Arn Anderson’s wife is concerned about his issues with Flair. Arn gets mad at the camera crew for talking to his wife instead of him.

We get a clip from WCW Pro (the C/D-Show) of what was supposed to be Flair vs. Brian Pillman. For some reason Flair isn’t here so we go to the back where Anderson and Flair can be heard shouting at each other in a dressing room. Apparently Flair has left, meaning Pillman wins by forfeit.

Disco Inferno is coming.

Brian Pillman vs.

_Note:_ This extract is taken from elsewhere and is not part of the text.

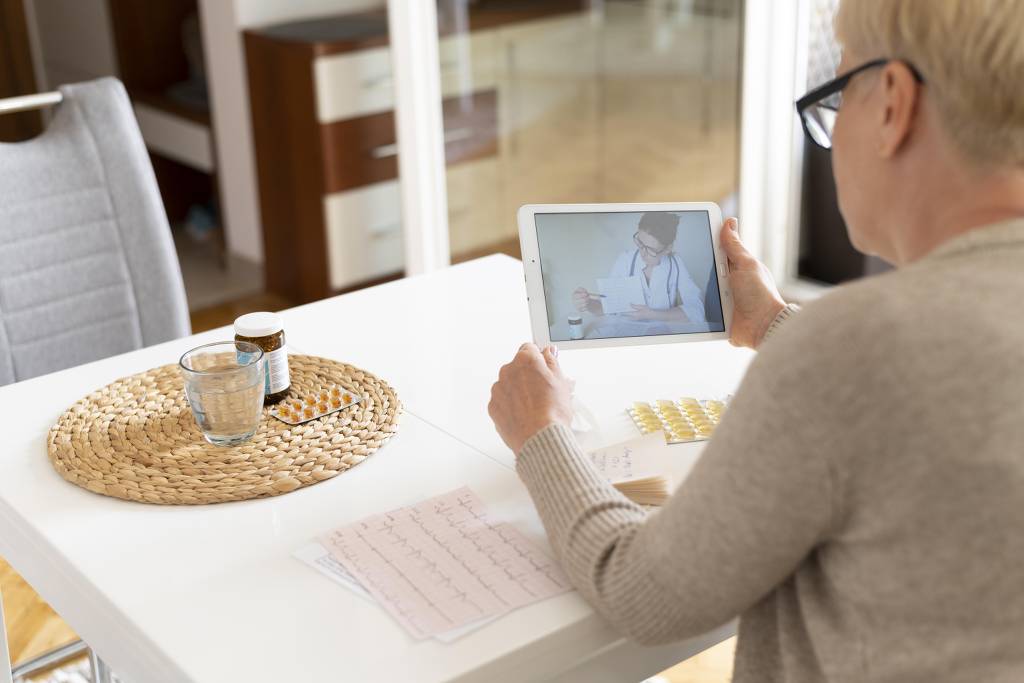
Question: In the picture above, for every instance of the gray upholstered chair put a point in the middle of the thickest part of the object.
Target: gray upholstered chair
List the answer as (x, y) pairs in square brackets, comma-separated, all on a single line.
[(87, 265)]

Barry Houston

Another squash that lasts 45 seconds with Brian winning via a tornado DDT. What else do you want me to say about something that short?

Pillman (not even breathing hard) says he’s friends with Johnny B. Badd but their match is about the US Title shot so it’s all business.

Blue Bloods vs. Sting/Randy Savage

The Blue Bloods are Steven Regal and Robert (Bobby) Eaton. For no apparent reason, Sting (the US Champion) comes out in Savage’s hat and jacket. Savage has his face painted which is a bit more normal for a Sting partner. Savage and Regal get us going with Randy grabbing a quick headlock. Regal takes him over into the corner for the tag off to Eaton, only to have Randy elbow him in the face.

Off to Sting for some arm cranking followed by a monkey flip to send Eaton over to Regal for another tag. Sting cranks on Regal’s arm just as easily but Regal goes to the eyes to take over. Sting grabs a backslide for two so Regal bails into the corner, drawing Savage in for no apparent reason. Eaton gets punched a few times but goes to the eyes as well.

Savage will have none of this being on defense though and punches both Blue Bloods in the jaw. Randy punches Regal to the floor, only to miss a dive to the concrete. Regal hooks a chinlock for all of two seconds, only to have Savage come back with a suplex to escape. The Blue Bloods take over for just a few moments but Regal backdrops out of a suplex attempt to make the tag to Sting. House is cleaned and the heels collide, setting up the Splash on Eaton followed by the elbow for the pin.

Rating: D+. There isn’t much to say when the match lasted five minutes and the good guys were on offense for about four and a half of those minutes. To be fair though, was there ever any doubt as to who was winning here? It wasn’t much of a match but it gave Savage and Sting some practice together before the PPV.

Taskmaster comes out to ask Sting and Savage if they can trust Vader. Vader comes out and says you can trust him to end the show. Not that it would matter as Vader wouldn’t make the show, because there’s nothing stupid about suspending a guy a week before a PPV match where he’s the only intriguing part right?

Overall Rating: C-. This wasn’t much of a show but it definitely keeps moving and doesn’t get dull. They did a good job of keeping things interesting and even hyped up the PPV fairly well. There’s nothing needed to be seen here, but with Nitro around this show’s days of mattering were numbered anyway.